The most routine blood test is the complete blood count, and it measures the levels of various components of every major cell in the blood, including red blood cells (RBCs), white blood cells (WBCs), platelets, hemoglobin, and hematocrit. It provides valuable information about the overall health and functioning of the blood and can help detect a wide range of conditions, such as anemia, infections, inflammation, and bleeding disorders.

Another very common test is the basic metabolic panel, which is a group of tests that measure different naturally occurring chemicals in the blood. This is carried out on the plasma part of the blood, and it measures the levels of glucose, electrolytes (such as sodium, potassium, and calcium) and kidney function markers (such as creatinine and blood urea nitrogen). These components provide insights into organ function, metabolic status, and risk factors for certain diseases.

The lipoprotein panel also known as the lipid profile, measures the levels of LDL and HDL cholesterol and triglycerides, indicating the risk of cardiovascular diseases and other conditions.

Image source: https://images.app.goo.gl/PMBVKkdZVdLHGoga6

Urine Test

A routine urine test, also known as a urinalysis, examines the physical, chemical, and microscopic properties of urine.
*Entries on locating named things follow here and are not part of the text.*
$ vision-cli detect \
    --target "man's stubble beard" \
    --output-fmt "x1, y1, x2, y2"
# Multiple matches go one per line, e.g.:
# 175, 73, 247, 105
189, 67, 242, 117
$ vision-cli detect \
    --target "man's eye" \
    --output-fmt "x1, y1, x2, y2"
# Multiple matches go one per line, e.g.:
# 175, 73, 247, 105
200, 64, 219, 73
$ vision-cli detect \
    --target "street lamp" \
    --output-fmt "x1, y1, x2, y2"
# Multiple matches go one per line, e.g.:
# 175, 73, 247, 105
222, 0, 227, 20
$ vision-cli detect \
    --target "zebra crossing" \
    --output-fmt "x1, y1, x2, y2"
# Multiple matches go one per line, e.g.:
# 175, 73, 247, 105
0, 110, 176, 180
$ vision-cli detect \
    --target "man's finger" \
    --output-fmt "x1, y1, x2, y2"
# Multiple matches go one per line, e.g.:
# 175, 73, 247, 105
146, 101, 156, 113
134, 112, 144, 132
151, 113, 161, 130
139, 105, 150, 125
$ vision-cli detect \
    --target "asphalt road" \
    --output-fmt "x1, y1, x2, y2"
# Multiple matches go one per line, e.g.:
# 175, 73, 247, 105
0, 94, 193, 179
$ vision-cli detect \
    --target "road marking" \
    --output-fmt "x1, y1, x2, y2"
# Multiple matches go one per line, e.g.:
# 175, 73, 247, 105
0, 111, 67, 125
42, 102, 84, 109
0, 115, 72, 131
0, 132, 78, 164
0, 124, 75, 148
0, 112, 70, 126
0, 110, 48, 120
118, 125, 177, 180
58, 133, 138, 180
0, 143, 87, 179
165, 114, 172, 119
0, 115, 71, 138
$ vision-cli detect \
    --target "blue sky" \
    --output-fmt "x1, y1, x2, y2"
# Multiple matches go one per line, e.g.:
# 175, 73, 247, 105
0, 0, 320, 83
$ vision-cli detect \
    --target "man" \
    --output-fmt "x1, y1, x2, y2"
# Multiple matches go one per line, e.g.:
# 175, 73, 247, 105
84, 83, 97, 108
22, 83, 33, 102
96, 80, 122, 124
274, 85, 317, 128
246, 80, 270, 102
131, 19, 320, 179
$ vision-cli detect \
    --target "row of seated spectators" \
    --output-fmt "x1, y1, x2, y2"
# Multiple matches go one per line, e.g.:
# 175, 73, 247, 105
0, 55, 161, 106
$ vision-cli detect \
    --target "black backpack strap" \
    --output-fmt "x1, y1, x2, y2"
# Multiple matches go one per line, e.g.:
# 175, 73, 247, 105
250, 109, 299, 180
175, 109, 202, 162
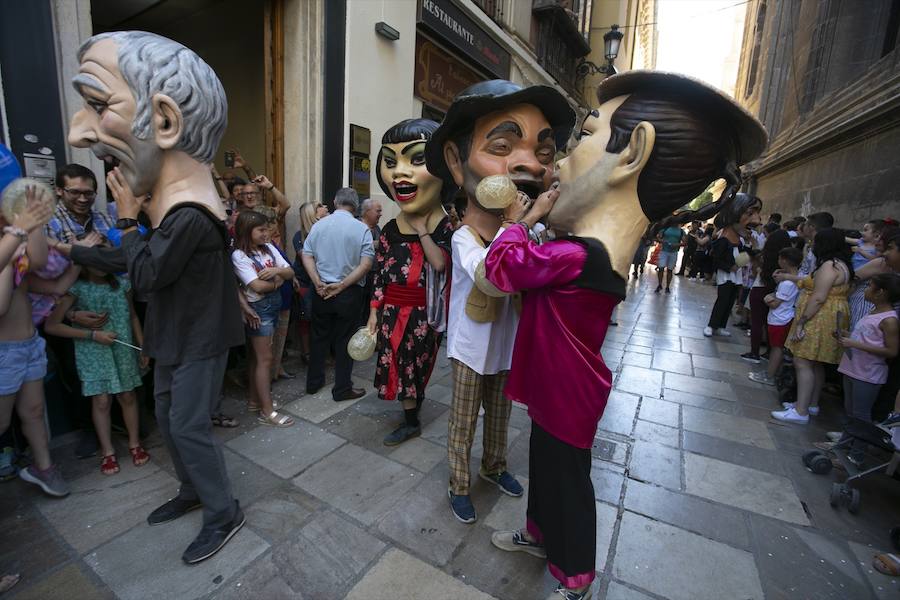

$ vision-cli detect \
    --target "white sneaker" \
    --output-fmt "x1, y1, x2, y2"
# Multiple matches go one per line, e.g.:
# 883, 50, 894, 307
781, 402, 820, 418
772, 406, 809, 425
747, 371, 775, 385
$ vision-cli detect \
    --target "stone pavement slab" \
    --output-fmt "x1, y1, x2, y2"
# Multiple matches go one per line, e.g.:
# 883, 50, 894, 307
850, 542, 900, 600
293, 444, 422, 525
634, 419, 681, 448
625, 480, 750, 550
751, 516, 876, 600
628, 441, 681, 490
284, 378, 375, 423
613, 512, 763, 600
606, 581, 653, 600
346, 549, 500, 600
638, 398, 679, 427
616, 365, 663, 398
84, 511, 269, 600
682, 431, 785, 475
36, 460, 181, 556
228, 420, 344, 478
3, 564, 114, 600
597, 390, 640, 435
684, 452, 809, 525
652, 346, 694, 375
681, 406, 775, 450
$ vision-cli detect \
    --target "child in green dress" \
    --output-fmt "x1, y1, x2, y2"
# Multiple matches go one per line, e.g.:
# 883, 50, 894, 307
45, 267, 150, 475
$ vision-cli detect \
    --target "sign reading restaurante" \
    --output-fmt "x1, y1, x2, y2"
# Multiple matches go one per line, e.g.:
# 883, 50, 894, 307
419, 0, 510, 79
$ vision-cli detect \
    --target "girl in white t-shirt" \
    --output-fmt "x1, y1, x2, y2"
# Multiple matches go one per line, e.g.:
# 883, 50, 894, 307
231, 210, 294, 427
748, 248, 803, 385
It includes visual, chemical and microscopic examinations.

The appearance of the urine, its clarity and color can indicate the presence of blood, proteins and certain drugs.

The chemical test includes placing a stick with chemical strips in the urine. The strips would change color indicating the presence or levels of different components such as glucose, ketones, proteins, bilirubin, blood, nitrites, leukocytes, and erythrocytes as well as the pH and concentration of the urine.

The microscopic examination involves viewing drops of concentrated urine under a microscope to detect the presence of crystals, casts (tube-shaped proteins), pathogens, red blood cells, white blood cells and epithelial cells. These can provide additional diagnostic information.